MotoGP to keep 2020-spec bikes for next season to save costs

The 2020 season has had the first eight of its races either cancelled or postponed, with new government social distancing guidelines in Germany likely leading to the postponement of the Sachsenring race on 21 June - the de facto season-opener at present.

In recent weeks, MotoGP promoters Dorna Sports announced a €9.075 million financial aid package to be rolled out over three months to all independent MotoGP teams - and KTM - as well as all Moto2 and Moto3 squads.

The MotoGP manufacturers' association (MSMA) has also been meeting in recent weeks to discuss potential cost-saving ideas, with a freeze on the current bikes a unanimously agreed move.

This has now been officially ratified by the Grand Prix Commission, with development this season banned and all manufacturers set to start the 2021 campaign on the bikes homologated at the start of this year.
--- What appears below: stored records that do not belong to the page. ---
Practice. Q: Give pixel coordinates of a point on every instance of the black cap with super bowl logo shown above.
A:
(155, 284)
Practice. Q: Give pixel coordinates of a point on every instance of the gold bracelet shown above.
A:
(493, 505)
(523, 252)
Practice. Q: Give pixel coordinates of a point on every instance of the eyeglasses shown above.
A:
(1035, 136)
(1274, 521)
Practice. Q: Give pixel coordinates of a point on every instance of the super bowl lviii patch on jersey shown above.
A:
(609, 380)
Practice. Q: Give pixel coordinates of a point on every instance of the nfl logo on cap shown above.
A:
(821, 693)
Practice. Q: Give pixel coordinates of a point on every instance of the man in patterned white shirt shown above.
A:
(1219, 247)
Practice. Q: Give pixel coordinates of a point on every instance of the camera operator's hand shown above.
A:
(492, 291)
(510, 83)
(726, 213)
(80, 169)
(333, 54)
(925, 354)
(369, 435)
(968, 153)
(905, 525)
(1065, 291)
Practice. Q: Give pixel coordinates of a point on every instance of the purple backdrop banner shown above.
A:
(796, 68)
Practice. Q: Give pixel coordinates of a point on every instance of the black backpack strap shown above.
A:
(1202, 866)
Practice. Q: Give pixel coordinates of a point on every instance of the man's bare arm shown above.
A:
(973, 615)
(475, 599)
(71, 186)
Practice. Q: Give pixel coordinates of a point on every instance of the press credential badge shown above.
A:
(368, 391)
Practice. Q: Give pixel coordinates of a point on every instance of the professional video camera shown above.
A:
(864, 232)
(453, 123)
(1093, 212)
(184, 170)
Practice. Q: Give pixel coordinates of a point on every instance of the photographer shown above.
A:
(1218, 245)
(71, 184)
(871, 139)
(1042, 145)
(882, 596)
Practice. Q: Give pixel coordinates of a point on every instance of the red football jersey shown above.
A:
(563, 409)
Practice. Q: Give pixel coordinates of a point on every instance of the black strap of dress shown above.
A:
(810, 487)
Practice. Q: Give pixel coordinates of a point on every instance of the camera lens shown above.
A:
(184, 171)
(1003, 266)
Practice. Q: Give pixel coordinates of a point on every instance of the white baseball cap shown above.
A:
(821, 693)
Once the 2021 season is underway, normal development rules will then apply to the concession (Aprilia and KTM) and non-concession (Honda, Suzuki, Yamaha, Ducati) manufacturers.

That means the later will be unable to develop engines during the year, and are permitted to just one aerodynamic fairing update.

During the MSMA meetings, Ducati proposed the idea of scaling back the number of bikes per rider from two to one in a bid to cut costs further.

However, Autosport learned that this idea was rejected by the other five manufacturers.

The GPC has also confirmed all Moto2 and Moto3 development will be frozen until the end of the 2021 season.

Moto2 teams will have the aero bodies homologated for 2020 and 2019 at their disposal, while each chassis manufacturer may submit any current or 2019 frame and swingarm for homologation.

No more than two frames per team can be homologated.

The GPC has also outlawed the use of holeshot and ride height devices, as seen in MotoGP, to stop development costs spiralling.